Le train nous montre l'arrière des maisons, le cul du monde et c'est plus authentique et révélateur que les façades maquillées. Et puis ce sont les vaches. Ce sont les trains qui regardent les vaches, elles se font belles pour eux, et sourient parfois à leurs admirateurs, vedettes des décors verts très doux dans cette petite brume.

Et puis c'est l'autoroute avec de gros escargots qui se trainent lentement dans leurs baves brunes.

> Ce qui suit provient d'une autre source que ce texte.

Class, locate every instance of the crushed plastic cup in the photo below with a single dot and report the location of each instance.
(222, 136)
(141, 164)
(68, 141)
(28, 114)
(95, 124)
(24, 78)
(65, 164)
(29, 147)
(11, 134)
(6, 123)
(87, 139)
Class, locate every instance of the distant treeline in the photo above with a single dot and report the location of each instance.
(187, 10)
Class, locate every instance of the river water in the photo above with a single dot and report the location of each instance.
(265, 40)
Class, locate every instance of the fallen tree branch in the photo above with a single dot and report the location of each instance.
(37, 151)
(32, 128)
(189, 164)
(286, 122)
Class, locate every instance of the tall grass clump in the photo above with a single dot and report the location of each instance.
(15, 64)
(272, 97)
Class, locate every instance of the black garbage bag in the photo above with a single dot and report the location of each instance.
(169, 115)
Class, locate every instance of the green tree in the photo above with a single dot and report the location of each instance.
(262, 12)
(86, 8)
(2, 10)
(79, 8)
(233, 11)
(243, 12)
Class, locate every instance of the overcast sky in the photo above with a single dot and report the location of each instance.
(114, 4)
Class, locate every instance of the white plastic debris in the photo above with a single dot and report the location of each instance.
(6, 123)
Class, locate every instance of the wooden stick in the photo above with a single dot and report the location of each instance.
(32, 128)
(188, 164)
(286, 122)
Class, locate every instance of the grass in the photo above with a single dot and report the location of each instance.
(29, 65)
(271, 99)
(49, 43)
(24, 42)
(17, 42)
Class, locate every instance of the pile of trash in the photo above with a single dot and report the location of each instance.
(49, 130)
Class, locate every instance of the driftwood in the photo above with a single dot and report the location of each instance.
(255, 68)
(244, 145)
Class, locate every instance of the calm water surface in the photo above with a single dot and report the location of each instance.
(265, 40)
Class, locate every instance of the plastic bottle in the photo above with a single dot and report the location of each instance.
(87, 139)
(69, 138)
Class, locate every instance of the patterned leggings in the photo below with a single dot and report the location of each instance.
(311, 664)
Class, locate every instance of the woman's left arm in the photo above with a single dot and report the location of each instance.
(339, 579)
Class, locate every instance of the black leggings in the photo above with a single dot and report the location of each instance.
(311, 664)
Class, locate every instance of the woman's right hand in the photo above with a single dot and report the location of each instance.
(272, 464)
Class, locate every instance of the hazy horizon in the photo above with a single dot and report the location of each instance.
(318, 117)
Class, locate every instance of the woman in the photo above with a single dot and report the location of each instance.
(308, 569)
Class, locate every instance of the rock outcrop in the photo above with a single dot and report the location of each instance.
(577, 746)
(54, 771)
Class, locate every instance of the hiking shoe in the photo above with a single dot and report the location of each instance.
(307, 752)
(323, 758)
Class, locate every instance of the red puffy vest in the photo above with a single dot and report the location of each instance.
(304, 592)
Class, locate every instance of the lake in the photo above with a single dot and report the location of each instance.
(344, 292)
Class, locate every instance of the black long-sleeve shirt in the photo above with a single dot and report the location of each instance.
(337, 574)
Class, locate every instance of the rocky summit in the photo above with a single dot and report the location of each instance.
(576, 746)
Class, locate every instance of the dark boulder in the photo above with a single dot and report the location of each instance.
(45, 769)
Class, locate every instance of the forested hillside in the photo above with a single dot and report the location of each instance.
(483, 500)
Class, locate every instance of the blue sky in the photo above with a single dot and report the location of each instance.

Je vois aussi des bébés escargots qui tentent la course avec les gros, mais ça ne sert à rien, ils sont toujours des escargots par rapport à ce train pourtant considéré comme TGL (train grande lenteur).

Un peu plus loin des grandes éoliennes s'ennuient, elles aimeraient tellement couper trancher la petite brume paresseuse et pas assez épaisse pour être remarquée. Je ferme un peu les yeux... Quoi déjà ? Nous sommes rendus ?

Il faut vivre en Amérique pour vraiment profiter de la qualité des trains français.